Les pratiques de Petrobras ont pourtant attiré l’attention des procureurs suisses bien avant, comme l’attestent des documents bancaires disponibles sur Internet. Dans un courrier du 4 février 2013, l’avocat de Nestor Cervero, l’ancien directeur international de Petrobras, ordonne ainsi à la banque genevoise UBP de virer 468 000 francs sur un compte du Ministère public de la Confédération (MPC).
Cet argent, déposé au nom de Russel Advisors SA, est ainsi confisqué par la justice suisse dans le cadre d’une affaire de corruption. Mais celui qui est encore directeur financier d’une filiale de Petrobras à cette époque reste libre en échange d’un second versement de 50 000 francs à une œuvre de charité. Quant à l’affaire, elle ne fait guère de bruit.
800 millions bloqués auprès de 40 établissements
Il faut ainsi attendre mars 2015 pour que le MPC communique sur le scandale et confirme l’ouverture de neuf enquêtes pénales en Suisse pour corruption et blanchiment. Leur nombre passera à soixante un an plus tard.

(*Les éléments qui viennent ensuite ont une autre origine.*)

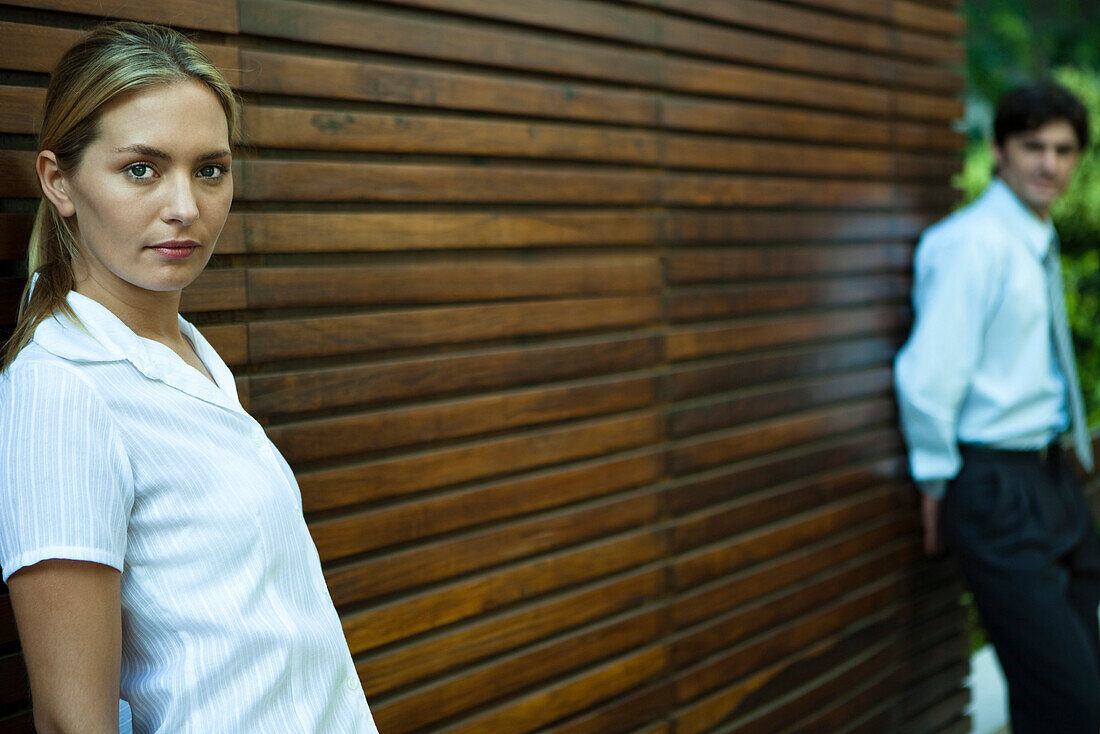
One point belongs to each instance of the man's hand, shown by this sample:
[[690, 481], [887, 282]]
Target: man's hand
[[930, 517]]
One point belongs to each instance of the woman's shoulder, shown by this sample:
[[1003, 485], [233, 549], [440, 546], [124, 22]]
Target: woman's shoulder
[[41, 376]]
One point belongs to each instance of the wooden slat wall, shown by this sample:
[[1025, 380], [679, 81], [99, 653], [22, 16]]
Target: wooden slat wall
[[575, 320]]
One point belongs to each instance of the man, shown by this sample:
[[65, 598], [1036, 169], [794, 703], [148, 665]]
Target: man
[[986, 384]]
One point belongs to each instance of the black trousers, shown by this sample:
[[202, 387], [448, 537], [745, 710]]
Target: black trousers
[[1022, 533]]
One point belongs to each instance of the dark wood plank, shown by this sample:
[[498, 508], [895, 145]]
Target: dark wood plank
[[393, 33], [755, 263], [18, 178], [353, 333], [765, 51], [694, 342], [725, 190], [717, 302], [20, 109], [486, 278], [572, 15], [740, 372], [309, 76], [14, 232], [39, 47], [216, 15], [752, 119], [296, 181], [707, 227], [358, 434], [625, 713], [301, 232], [750, 83], [216, 289], [733, 445], [455, 647], [418, 523], [474, 596], [334, 130], [809, 493], [740, 480], [761, 545], [700, 152], [563, 698], [441, 374], [370, 481], [510, 675], [758, 404]]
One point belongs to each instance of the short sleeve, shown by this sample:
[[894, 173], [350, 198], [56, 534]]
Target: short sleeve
[[66, 489]]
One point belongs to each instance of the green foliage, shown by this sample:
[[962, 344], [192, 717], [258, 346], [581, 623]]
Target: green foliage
[[1077, 217]]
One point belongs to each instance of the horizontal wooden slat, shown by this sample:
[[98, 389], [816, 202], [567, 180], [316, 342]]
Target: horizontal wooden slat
[[344, 335], [705, 492], [724, 302], [20, 109], [319, 129], [771, 401], [772, 540], [569, 696], [757, 227], [477, 595], [39, 48], [740, 372], [774, 261], [205, 14], [399, 666], [461, 281], [326, 438], [294, 231], [728, 446], [433, 516], [693, 342], [285, 181], [388, 478], [14, 231], [488, 682], [283, 74], [216, 289], [450, 373]]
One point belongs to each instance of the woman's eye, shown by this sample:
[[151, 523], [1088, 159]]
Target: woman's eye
[[140, 171], [212, 172]]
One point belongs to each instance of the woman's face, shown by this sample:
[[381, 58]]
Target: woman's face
[[151, 194]]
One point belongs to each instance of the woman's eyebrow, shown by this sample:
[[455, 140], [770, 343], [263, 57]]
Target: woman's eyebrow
[[157, 153]]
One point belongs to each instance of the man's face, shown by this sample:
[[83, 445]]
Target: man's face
[[1037, 164]]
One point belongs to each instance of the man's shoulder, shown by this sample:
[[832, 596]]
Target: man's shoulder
[[975, 232]]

Lors de ce qui reste son dernier point officiel sur le dossier en mars 2016, le Ministère public a précisé que 800 millions de dollars avaient été bloqués en Suisse au sein d’une quarantaine d’établissements. En tout, ce sont quelque 340 relations bancaires qui ont été dénoncées et plus de 1000 comptes qui sont concernés.
Un Brésilien a également été arrêté en février 2016 à Genève après avoir tenté de vider un compte en banque. Il a été libéré «sous conditions» trois mois plus tard, précise encore le parquet.